Quadratic integer $\alpha$ is coprime to its conjugate if its norm and trace are coprime

Question

in a certain proof I'm working with the ring of integers of $\mathbb{Q}(\sqrt{-d})$ where $d=n^g-1$ is squarefree, $n>1$ is odd and $g>1$.

Then, as $d \equiv 2 \hspace{1mm} (\operatorname{mod} 4)$ I know that this ring is $\mathbb{Z}[\sqrt{-d}]$, and in this ring I have the following factorization of the ideal generated by $n$ $$(n)^g=(n^g)=(d+1)=(1+\sqrt{-d})(1-\sqrt{-d})$$ Know, I need to show that this two ideal factors are coprime and the text I'm using states that this fact derives from $n$ being odd but I don't see why.

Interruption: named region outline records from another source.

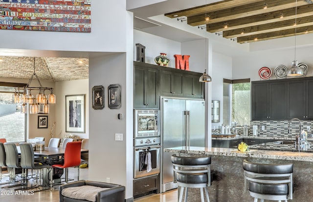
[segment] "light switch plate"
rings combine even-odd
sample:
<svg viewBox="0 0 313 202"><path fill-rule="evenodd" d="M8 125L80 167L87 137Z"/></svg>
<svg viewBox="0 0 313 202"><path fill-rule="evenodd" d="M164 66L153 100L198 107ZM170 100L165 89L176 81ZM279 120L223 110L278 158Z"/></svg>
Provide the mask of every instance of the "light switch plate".
<svg viewBox="0 0 313 202"><path fill-rule="evenodd" d="M123 141L123 133L115 133L115 141Z"/></svg>

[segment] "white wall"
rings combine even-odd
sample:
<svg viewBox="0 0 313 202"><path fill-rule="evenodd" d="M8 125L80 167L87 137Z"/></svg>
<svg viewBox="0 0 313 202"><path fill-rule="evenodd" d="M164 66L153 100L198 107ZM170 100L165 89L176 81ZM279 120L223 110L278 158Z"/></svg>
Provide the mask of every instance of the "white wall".
<svg viewBox="0 0 313 202"><path fill-rule="evenodd" d="M296 60L298 62L305 63L308 66L307 76L313 76L313 58L310 53L312 52L313 47L297 47L296 49ZM294 60L294 47L251 52L244 57L233 59L233 79L251 78L252 81L259 81L259 70L265 66L272 70L270 79L275 80L276 79L274 74L275 68L282 64L290 68Z"/></svg>
<svg viewBox="0 0 313 202"><path fill-rule="evenodd" d="M126 7L125 0L92 1L90 33L1 30L0 48L125 52Z"/></svg>
<svg viewBox="0 0 313 202"><path fill-rule="evenodd" d="M232 79L232 61L231 57L220 53L213 54L212 100L220 101L221 106L220 122L212 123L212 126L216 128L223 123L223 79Z"/></svg>
<svg viewBox="0 0 313 202"><path fill-rule="evenodd" d="M127 85L125 53L92 58L89 62L89 88L102 85L106 89L104 108L94 110L89 105L89 145L92 145L89 154L92 154L89 158L90 180L107 182L107 179L110 178L112 183L126 185L130 177L132 182L133 175L127 175L129 173L128 170L133 170L133 159L127 158L130 154L132 156L133 152L132 146L133 146L132 128L127 130L127 121L131 121L132 124L132 121L117 119L119 113L123 114L125 118L127 116L129 117L127 102L132 102L126 98L129 86ZM121 107L119 109L111 109L108 107L107 88L112 84L121 85ZM131 93L133 93L132 91ZM132 109L130 114L132 114ZM123 134L123 141L115 141L115 133ZM132 186L126 188L126 198L132 197Z"/></svg>
<svg viewBox="0 0 313 202"><path fill-rule="evenodd" d="M136 43L140 43L146 47L145 62L150 64L156 64L154 61L156 57L160 53L167 54L170 59L168 66L175 68L174 55L180 55L180 43L168 40L140 31L134 30L134 61L136 61Z"/></svg>
<svg viewBox="0 0 313 202"><path fill-rule="evenodd" d="M67 81L59 81L55 83L56 104L55 137L65 138L69 134L77 135L82 138L89 138L89 80L84 79ZM66 102L65 96L72 95L85 94L85 132L66 132ZM68 112L67 112L67 114Z"/></svg>

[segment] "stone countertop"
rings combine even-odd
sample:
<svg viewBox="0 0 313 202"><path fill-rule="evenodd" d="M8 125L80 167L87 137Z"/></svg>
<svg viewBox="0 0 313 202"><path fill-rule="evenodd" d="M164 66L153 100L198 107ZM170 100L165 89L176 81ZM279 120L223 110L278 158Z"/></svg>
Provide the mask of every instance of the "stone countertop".
<svg viewBox="0 0 313 202"><path fill-rule="evenodd" d="M183 153L185 154L226 156L238 157L250 157L268 159L291 160L313 162L313 153L250 149L242 152L237 149L224 148L179 146L164 149L165 152Z"/></svg>
<svg viewBox="0 0 313 202"><path fill-rule="evenodd" d="M216 135L216 134L212 134L212 135ZM236 137L232 137L229 138L212 138L212 140L237 140L240 139L242 138L245 139L267 139L267 140L288 140L290 141L290 138L288 137L286 138L274 138L272 137L262 137L262 136L237 136ZM313 141L313 138L308 138L308 141Z"/></svg>

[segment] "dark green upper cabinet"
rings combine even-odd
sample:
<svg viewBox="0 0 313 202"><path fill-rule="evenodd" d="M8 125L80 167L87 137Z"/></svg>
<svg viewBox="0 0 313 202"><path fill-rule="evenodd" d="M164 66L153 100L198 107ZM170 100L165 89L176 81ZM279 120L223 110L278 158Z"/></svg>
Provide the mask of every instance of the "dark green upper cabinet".
<svg viewBox="0 0 313 202"><path fill-rule="evenodd" d="M287 117L286 82L252 82L251 120L279 120Z"/></svg>
<svg viewBox="0 0 313 202"><path fill-rule="evenodd" d="M251 82L251 120L313 120L313 78Z"/></svg>
<svg viewBox="0 0 313 202"><path fill-rule="evenodd" d="M204 86L199 82L200 76L185 75L183 80L184 96L191 98L203 98Z"/></svg>
<svg viewBox="0 0 313 202"><path fill-rule="evenodd" d="M182 78L180 73L161 70L161 95L182 96Z"/></svg>
<svg viewBox="0 0 313 202"><path fill-rule="evenodd" d="M154 68L134 66L134 108L159 108L158 72Z"/></svg>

I know that if a prime ideal $P$ divides both $(1+\sqrt{-d})$ and $(1-\sqrt{-d})$ then it divides $(n)$ and as the norm of $P$ is a power of a prime and the norm of $(n)$ is $n^2$ there is an odd prime dividing the norms of the two factors, which are both $1+d=n^g$, but I don't see any contradiction following this reasoning.

Any ideas?

Answer 1

Hint: $\ (a,b)\supset (ab,a\!+\!b).\,$ You have $\,ab\,$ odd, $\,a+b\,$ even so $\ldots$

When $\,b = \bar a\,$ it says: $ $ if $\,a\,$ has coprime norm and trace then $\,a,\bar a\,$ are coprime.

See here for another example and further intuition (e.g. method of simpler multiples).

Generally, because the norm map is multiplicative it preserves many factorization properties. For example, in many favorable contexts (e.g. Galois) a number ring enjoys unique factorization iff its monoid of norms does. For further interesting examples see the papers of Bumby, Dade, Lettl, Coykendall cited in this answer.